Mais sur ce sujet, les pratiques des travailleurs sociaux sont déjà poussées dans leurs retranchements. La saturation des centres d’hébergement met à mal l’accueil inconditionnel. Un accueil de jour sur Paris qui reçoit des hommes migrants, souvent primo-arrivants, fonctionne par tirage au sort : « L’exilé doit plonger sa main dans un récipient à l’aveugle pour tirer une boule rouge ou verte. Rouge, il n’a pas sa place ; vert, il est accueilli », affirme Louis Bardat, coordinateur de Médecins du monde en Ile-de-France. Jusqu’à quel point l’éthique du travail social peut-elle être préservée quand le manque de moyens impose de telles méthodes de tri ? Depuis cet été, des critères restrictifs tels que la situation administrative des personnes ou l’âge et la santé des enfants sont mis en place à l’entrée en hébergement. A Lyon, dresser la liste des « avérés à la rue » est très mal vécu par les travailleurs sociaux.
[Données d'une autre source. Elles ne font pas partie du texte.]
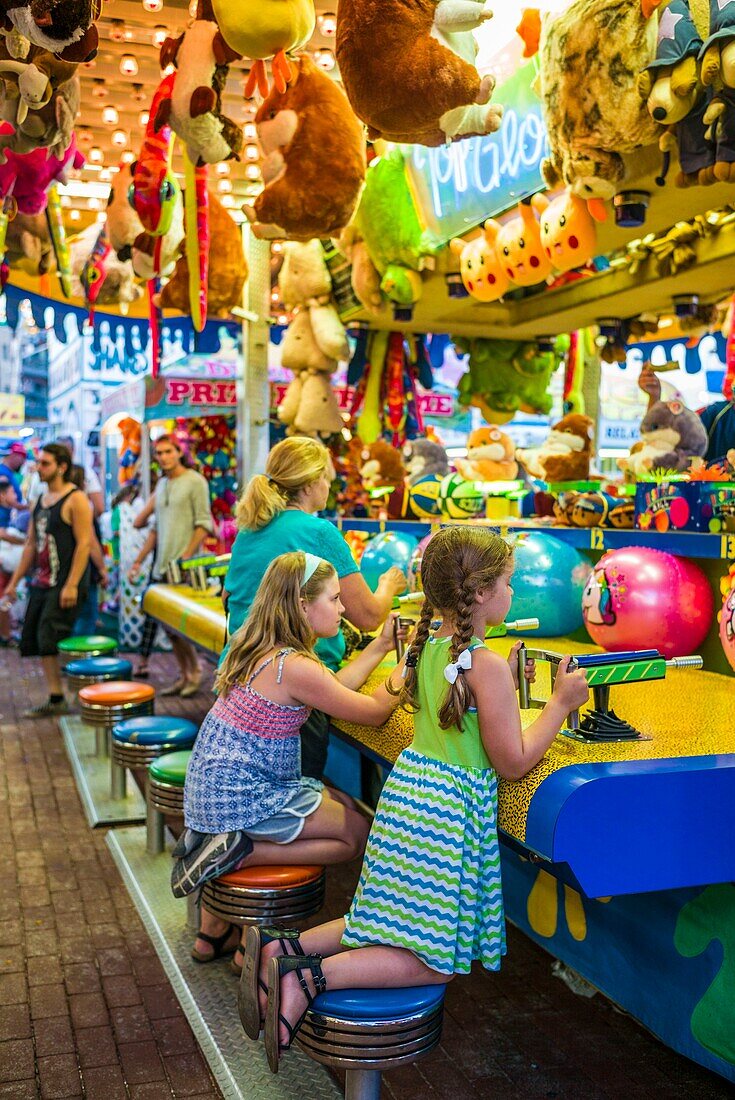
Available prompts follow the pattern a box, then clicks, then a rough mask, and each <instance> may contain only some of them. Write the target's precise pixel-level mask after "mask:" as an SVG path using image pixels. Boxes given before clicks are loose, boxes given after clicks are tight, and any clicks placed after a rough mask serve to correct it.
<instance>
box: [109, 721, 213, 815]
mask: <svg viewBox="0 0 735 1100" xmlns="http://www.w3.org/2000/svg"><path fill="white" fill-rule="evenodd" d="M198 731H199V727H198V726H197V725H196V724H195V723H194V722H188V720H187V719H186V718H171V717H166V716H165V715H150V716H147V717H143V718H125V719H124V722H119V723H118V724H117V726H113V727H112V742H111V746H110V794H111V796H112V798H113V799H124V798H125V793H127V792H125V774H127V773H125V769H127V768H131V769H133V770H134V769H135V768H147V766H149V764H150V763H152V762H153V760H156V759H157V758H158V757H160V756H163V755H164V752H173V751H175V750H176V749H190V748H191V746H193V745H194V742H195V740H196V736H197V733H198Z"/></svg>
Cette consigne les oblige « à signaler plutôt qu’à accompagner : c’est dévoyer nos professions », juge Maud Bigot, cheffe de service du Samu social. La jeune femme évoque la perte de sens de leur activité : « Aujourd’hui, à Lyon, quand les températures sont négatives, aucune place ne se débloque. A quoi on sert en tant que travailleur social ? Il faut arrêter de redécouvrir le problème chaque hiver. » La voix pleine de colère contenue, elle raille : « S’il n’y a pas de morts à la rue cet hiver, ça relèvera du miracle et non de l’organisation des pouvoirs publics. »
Le Conseil économique, social et environnemental (Cese) formule près de 20 préconisations pour les sans-domicile, parmi lesquelles :
• renforcer la prévention des expulsions locatives ;
• porter l’objectif des logements très sociaux à 60 000 par an, et non à 40 000 comme le prévoit la loi « Elan » du 23 novembre 2018 ;
• atteindre l’objectif « zéro personne sans accompagnement » ;
• aller au-devant des femmes vivant dans la rue et développer des structures non mixtes dédiées 24h/24 ;
• mettre fin au mobilier urbain « anti-SDF » ;
• créer un coffre-fort numérique pour favoriser leur accès aux droits.